According to Neil Wynne and Andrew Walls of Gartner Research, “email will remain the primary targeting method of advanced targeted attacks” through the end of the decade.

Email spoofing – the impersonation of someone inside of your company through the use of a rewritten “From:” mail header – is one of the most common ways that cybercriminals attack companies today. Relying on Secure Email Gateway technology alone is insufficient to protect your company, as impersonation attacks are specifically designed to not trigger the perimeter defenses these systems provide, despite marketing language to the contrary.

However, it is possible to fight back. Robust defense in depth works; combining strong authentication systems with effective data-driven email analytics can catch and automatically remediate even highly targeted spear phishing, whaling, and business email compromise.

In this free guide, we look at the second fundamental component of email authentication: DomainKeys Identified Mail, or DKIM. (If you missed our guide on SPF, we suggest starting there, as DKIM builds on SPF!)

What Is DKIM?

According to DKIM.org, DKIM “provides a method for validating a domain name identity that is associated with a message through cryptographic authentication”. In other words, using DKIM, an organization can prove that a particular message both came from their domain, and was not changed in transit to the recipient.
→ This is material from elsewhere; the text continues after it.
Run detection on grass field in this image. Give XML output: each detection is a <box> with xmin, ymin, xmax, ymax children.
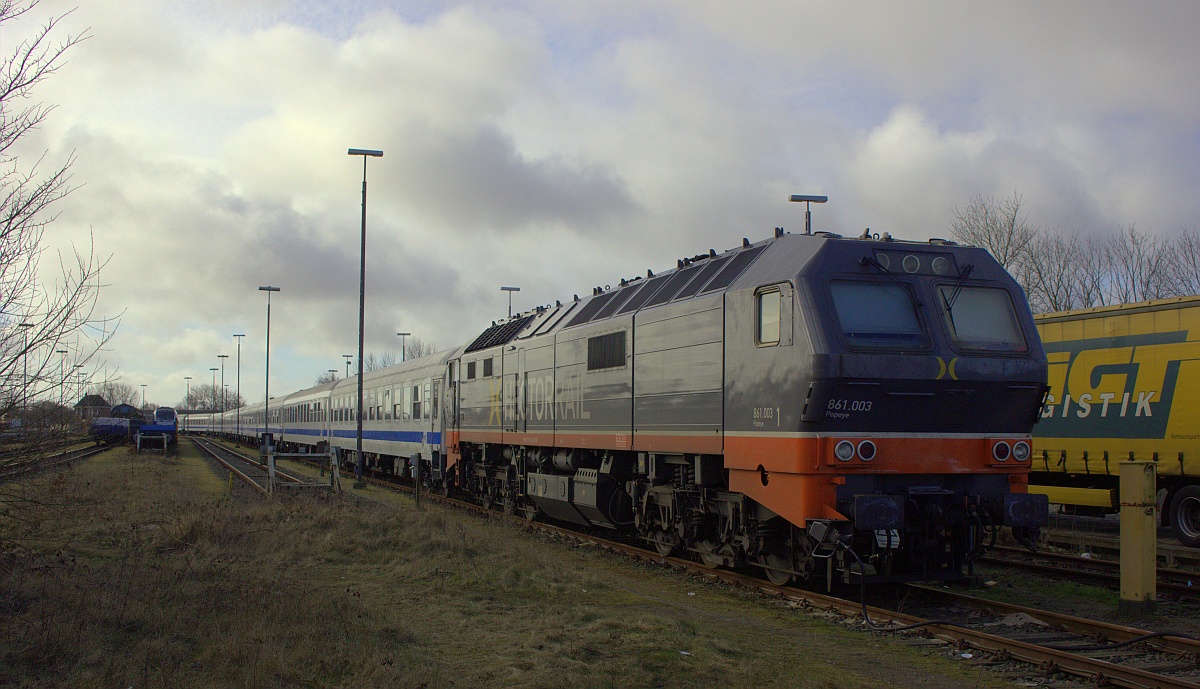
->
<box><xmin>0</xmin><ymin>443</ymin><xmax>1004</xmax><ymax>689</ymax></box>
It was born out of the combination of two earlier standards: Yahoo!’s DomainKeys, and Cisco’s Identified Internet Mail. Formally outlined in RFC 5585, DKIM comes down to a fairly straightforward set of technical steps:

  • An organization sending mail creates a special kind of DNS entry to store a DKIM record, which contains both their identity as well as a public crytographic key
  • Upon sending mail, messages (or parts of them, such as those messages’ Subject and Body) from that organization are signed by the corresponding private key, with the result stored in a message header
  • Upon receipt, mail servers that respect DKIM verify that the incoming message (a) actually came from the purported sender, and (b) was not changed while in transit, using the public key stored by the domain used to validate the DKIM header

In other words, DKIM helps organizations prove that their outgoing mail is actually from them, at least in part. (It isn’t a complete solution, for reasons we outline below.)

The Strong Authentication Chain

DKIM works best when it is implemented alongside SPF, which we’ve covered previously. Together, SPF and DKIM form the first two links in what we call the Strong Authentication Chain — and they help organizations prove that their outbound mail is sent from a server which they authorize to send on their behalf, and that the message is both from their domain and has not been changed.

Both Google Apps and Office 365 will enable DKIM for you by default, but these default rules won’t be sufficient when you reach the final link in the Strong Authentication Chain, DMARC.

In a future post, we’ll look more closely at this third protocol, which extends the foundational protections of SPF and DKIM by checking for alignment between SPF+DKIM and the “From: ” line in your email, but for the purposes of this post, it is sufficient to state that both SPF and DKIM should be manually enabled by everyone using Google Apps or O365.

The good news is that this is easy. Below, we’ll walk through how to set up DKIM for both Google Apps and Office 365, step by step. Let’s get started!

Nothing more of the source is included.